Obviously, Heminges and Condell were close friends of Shakespeare, because they were two of the three people mentioned in Shakespeare’s will. Each of them was bequeathed 26 shillings and eightpence to purchase mourning rings.

Later, in 1623, seven years after Shakespeare’s passing, Heminges and Condell were co-editors of the First Folio of Shakespeare’s plays.

However, the most important relationship to the Westminster story is the two men’s involvement with the neighboring St.
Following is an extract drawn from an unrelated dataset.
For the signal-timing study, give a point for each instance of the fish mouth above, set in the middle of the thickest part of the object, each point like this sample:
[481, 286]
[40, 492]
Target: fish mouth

Mary, Aldermanbury Church.  Both Heminges and Condell were active in the church and were elected churchwardens and then trustees.

During this time, for 15 years, William Shakespeare lived with a wigmaker named Christopher Mountjoy whose shop was a block from the Aldermanbury parish and only several blocks from the homes of Heminges and Condell.

Because of Shakespeare’s close proximity to the homes of his two friends and St. Mary, Aldermanbury Church itself, historians have speculated that Shakespeare must have worshiped there.  While no record of his name appears in church records and his attendance would have been infrequent at best, many researchers believe he might have attended services with his friends Heminges and Condell, who were extremely active in the church, or must have at least attended the christenings of their children or the parish feasts.

Shakespeare would have had many opportunities to attend christenings since Heminges had 13 children Condell had nine, and since a popular dining spot for the three friends was the nearby Axe Inn, the chances are Shakespeare at one time or another entered the church.

As a result of  all these historical close connections, a bust of Shakespeare was placed in the sanctuary of the restored church on Westminster’s campus.

John Heminges and Henry Condell were both buried at St. Mary, Aldermanbury and today a memorial to them is found in the former St. Mary, Aldermanbury churchyard on Love Lane in London.  The memorial is made from pink granite with a bust of Shakespeare on top. It and was built in 1896 to stand in Aldermanbury Park.